Interpreting Logistic Regression Coefficients

A coefficient of beta_j = 0.4 means that a 1-unit increase in x_j multiplies the odds of the positive class by exp(0.4) = 1.49 — a 49% increase in odds, holding all other features constant. Note that this is the odds ratio, not the probability ratio. With standardised features, coefficients are comparable in magnitude.
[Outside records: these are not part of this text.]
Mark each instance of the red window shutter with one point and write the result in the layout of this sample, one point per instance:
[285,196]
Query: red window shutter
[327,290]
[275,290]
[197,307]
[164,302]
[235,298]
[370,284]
The regularisation parameter C = 1/alpha. Large C means less regularisation (closer to MLE); small C means more regularisation (stronger shrinkage). Use cross-validation (LogisticRegressionCV) to select C.

Key Takeaways

  • OLS minimises SSR; the normal equations beta = (X^T X)^(-1) X^T y give the closed-form solution, but require X^T X to be invertible and cost O(p^3) — gradient descent scales better for large p.
  • The LINE assumptions (Linearity, Independence, Normality of residuals, Equal variance) must hold for OLS standard errors and p-values to be valid; residuals-vs-fitted and QQ plots are the primary diagnostics.
  • VIF above 5 signals collinearity that inflates coefficient variance; above 10 it is severe. Remedies include dropping one correlated feature, PCA, or switching to Ridge regression.
  • Ridge (L2) shrinks all coefficients toward zero and always produces a unique solution, making it the right choice when multicollinearity is present or when you need all features.
  • Lasso (L1) drives some coefficients to exactly zero, performing automatic feature selection; it is preferred when you believe only a sparse subset of features matter.
  • ElasticNet combines L1 and L2 penalties and is preferred over pure Lasso when correlated features should be selected together rather than arbitrarily.
  • Logistic regression models log-odds as a linear function; coefficients represent log-odds changes and exponentiate to odds ratios; the loss is cross-entropy, not SSR.
  • Use statsmodels for p-values, confidence intervals, and model fit statistics; use sklearn for pipelines, cross-validation, and production prediction.